According to Caponi, the key to CIOs flourishing is exceptional interpersonal relationship skills. Ann Sullivan, regional deputy CFO at New York City Health and Hospitals Corp., New York, spent nine years across town as CIO at Brooklyn's Maimonides Medical Center. She nods to good interpersonal skills, and tacks on a passion for detail, hard work and excellence as also essential. "The question is," she asks, "how do you attract all the different types of people — technical people, clinical people?" The answer, she says, is through "good people skills," which foster essential team building. "You're only as good as your staff," she adds.

Having the right skills and the right expertise, though, is not enough, and that's exactly what Reel told an employee just the other day. "You need to demonstrate a passion for what you do," she says.

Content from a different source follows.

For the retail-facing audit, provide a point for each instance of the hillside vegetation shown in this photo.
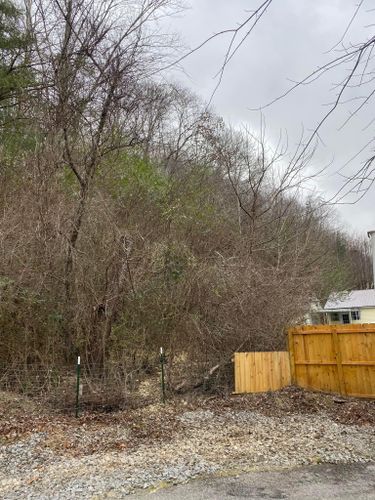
(133, 217)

In successful management, passion needs to be almost contagious. "It's not how much you want to lead, it's how much people want to follow," Caponi says. His eye is always on a CIO who "can inspire people," he says. "If I just manage you, I try to get you to do things, but if I inspire you, you do it because you think it's the right thing."

It's not uncommon for healthcare CIOs to have a technical background, but few have one in clinical psychology. After completing 54 hours of a Ph.D. program, Stettheimer says he "just wasn't feeling it." So he headed for IT, to find a different kind of healthcare. "You have to have a passion for healthcare," he says. "It's hard to be a healthcare CIO without it."